The BOSS study, conducted in China, evaluated ambulatory and home-measured systolic BP parameters for 7 days after ischemic stroke or transient ischemic attack and their relationship with clinical outcomes, such as modified Rankin Scale score, stroke recurrence, and vascular events. Study results demonstrated that a decrease in the acute‐phase BP was associated with favorable clinical outcomes in people with stroke with high admission BP, especially when evaluating a whole BP trajectory rather than a singular reading in the acute phase. This observation emphasizes the importance of using BP trajectory data over the acute phase (ie, 7 days) in the prediction of clinical outcomes in people with stroke.20
These studies collectively suggest that routine aggressive BP lowering in unselected individuals with ischemic stroke, particularly those not undergoing reperfusion therapy, may not improve outcomes and could pose risks, reinforcing the principle of individualized management and the need for judicious timing and patient selection.
Permissive Hypertension
The concept of permissive hypertension (Figure 2) in stroke care has gained traction, particularly for individuals not eligible for thrombolysis or thrombectomy. Current guidelines often recommend tolerating systolic BP up to 220 mm Hg and diastolic BP up to 120 mm Hg in the first 24 to 48 hours after stroke, provided there are no other compelling indications for BP reduction, such as use of IVT, successful reperfusion, myocardial infarction, aortic dissection, or hypertensive encephalopathy.9 However, if BP exceeds these thresholds, a cautious reduction of 15% over the first 24 hours is generally recommended to avoid abrupt changes that could precipitate hypoperfusion injury, especially in individuals who did not receive reperfusion therapies.21

Figure 2. Permissive hypertension vs intensive blood pressure (BP) control.

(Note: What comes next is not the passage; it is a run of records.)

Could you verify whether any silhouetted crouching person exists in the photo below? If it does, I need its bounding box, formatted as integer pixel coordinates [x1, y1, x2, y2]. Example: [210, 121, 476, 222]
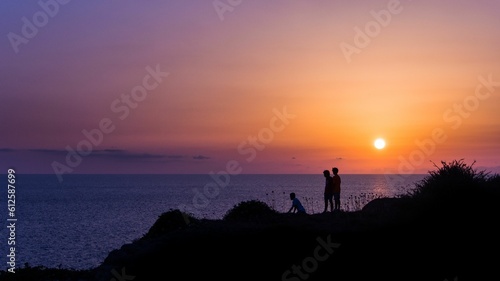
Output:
[332, 167, 342, 211]
[288, 192, 306, 214]
[323, 170, 333, 213]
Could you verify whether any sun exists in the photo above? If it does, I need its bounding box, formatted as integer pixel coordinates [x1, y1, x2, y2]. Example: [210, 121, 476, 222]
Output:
[373, 138, 385, 149]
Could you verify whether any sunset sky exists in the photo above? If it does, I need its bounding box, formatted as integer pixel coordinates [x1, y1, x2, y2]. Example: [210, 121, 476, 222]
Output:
[0, 0, 500, 175]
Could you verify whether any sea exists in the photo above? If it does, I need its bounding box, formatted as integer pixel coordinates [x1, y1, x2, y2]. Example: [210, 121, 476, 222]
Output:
[0, 174, 426, 270]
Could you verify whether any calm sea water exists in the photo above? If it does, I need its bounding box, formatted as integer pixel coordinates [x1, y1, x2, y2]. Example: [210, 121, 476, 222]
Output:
[0, 174, 425, 270]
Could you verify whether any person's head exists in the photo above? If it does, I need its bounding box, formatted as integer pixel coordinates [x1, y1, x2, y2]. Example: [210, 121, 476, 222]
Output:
[323, 170, 330, 177]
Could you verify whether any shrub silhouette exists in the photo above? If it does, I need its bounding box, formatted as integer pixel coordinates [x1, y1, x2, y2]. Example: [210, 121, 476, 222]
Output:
[223, 200, 278, 221]
[143, 209, 198, 238]
[402, 159, 500, 211]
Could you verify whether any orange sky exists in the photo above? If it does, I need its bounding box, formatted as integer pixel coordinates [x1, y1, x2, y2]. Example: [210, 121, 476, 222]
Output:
[0, 0, 500, 173]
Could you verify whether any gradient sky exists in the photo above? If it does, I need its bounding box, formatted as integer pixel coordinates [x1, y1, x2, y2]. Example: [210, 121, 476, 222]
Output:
[0, 0, 500, 177]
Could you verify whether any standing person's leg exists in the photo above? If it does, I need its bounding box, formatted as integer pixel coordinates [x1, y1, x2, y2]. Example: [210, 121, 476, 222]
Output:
[323, 193, 328, 213]
[333, 192, 340, 210]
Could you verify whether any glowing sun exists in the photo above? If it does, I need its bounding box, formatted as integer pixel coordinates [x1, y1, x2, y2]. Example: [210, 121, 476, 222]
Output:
[373, 138, 385, 149]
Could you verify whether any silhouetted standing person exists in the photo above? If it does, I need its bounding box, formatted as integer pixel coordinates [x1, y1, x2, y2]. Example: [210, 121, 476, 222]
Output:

Abbreviation: TICI, Thrombolysis in Cerebral Infarction.
Conclusion
AHR management after stroke is a dynamic process that requires careful integration of clinical trial evidence, pathophysiologic principles, imaging findings, and patient-specific factors. For individuals with ICH and systolic BP <220 mm Hg on admission, a systolic BP target of <140 mm Hg appears safe and reasonable, although benefits beyond this threshold remain unproven, and excessive lowering below 110 mm Hg should be avoided. In people with ischemic stroke, a systolic BP target of <180 mm Hg is standard in the context of reperfusion therapies, with no robust evidence supporting aggressive lowering below 130 mm Hg in most cases, at least in the acute early phase. For individuals not undergoing reperfusion, permissive hypertension up to 220/120 mm Hg is acceptable in the first 24 hours, with a gradual and strategic approach to reduction when necessary. Avoiding BP fluctuation, performing continuous monitoring, and using IV agents with rapid onset and short half-lives are essential to ensure stable cerebral perfusion during the critical early hours and days poststroke. Future research should focus on refining individualized BP targets on the basis of imaging biomarkers, cerebral autoregulation profiles, and dynamic hemodynamic assessments, moving beyond rigid thresholds to a more tailored, patient-centered approach that optimizes outcomes while minimizing harm.